Kerusakan infrastruktur juga signifikan: layanan kereta api selatan dihentikan sementara oleh State Railway of Thailand karena rel tergenang.
Tantangan Logistik dan Mitigasi
Meskipun sudah ada pasokan pompa air, mesin penggerak air, dan generator yang dikerahkan, beban penanganan cukup berat. RID menyatakan bahwa kanal Khlong R.1 — meski tidak dirancang untuk kapasitas hujan ekstrem sebesar ini — telah membantu mengurangi sebagian aliran air ke Hat Yai. Tanpa kanal tersebut, genangan bisa jauh lebih buruk.

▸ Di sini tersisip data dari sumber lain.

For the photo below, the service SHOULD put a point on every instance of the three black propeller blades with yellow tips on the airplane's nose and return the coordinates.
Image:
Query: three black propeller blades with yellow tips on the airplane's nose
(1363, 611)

Sementara itu, tekanan cuaca tak kunjung mereda: analisis cuaca menunjukkan sel tekanan rendah dan monsun masih aktif, sehingga potensi hujan lebat kemungkinan berlanjut.
Implikasi Sosial dan Kemanusiaan
Evakuasi massal membuat ribuan warga berada di tempat pengungsian darurat, sementara kebutuhan dasar masih sangat mendesak. Kekurangan perahu datar memperlambat akses bantuan ke warga yang terisolasi.
Selain itu, dengan tanah sudah jenuh air, risiko longsor menjadi tinggi, yang berarti potensi bencana susulan tetap membayangi.
Banjir selatan Thailand kali ini merupakan bencana skala historis, dengan curah hujan yang belum pernah terjadi dalam 300 tahun di beberapa titik. Pemerintah dan otoritas lokal sudah bergerak cepat, tetapi tantangan logistik, evakuasi, dan penyediaan bantuan dasar sangat besar. Dengan dampak yang luas — dari infrastruktur hingga ekonomi pariwisata — upaya mitigasi dan pemulihan akan menjadi prioritas utama dalam beberapa hari mendatang.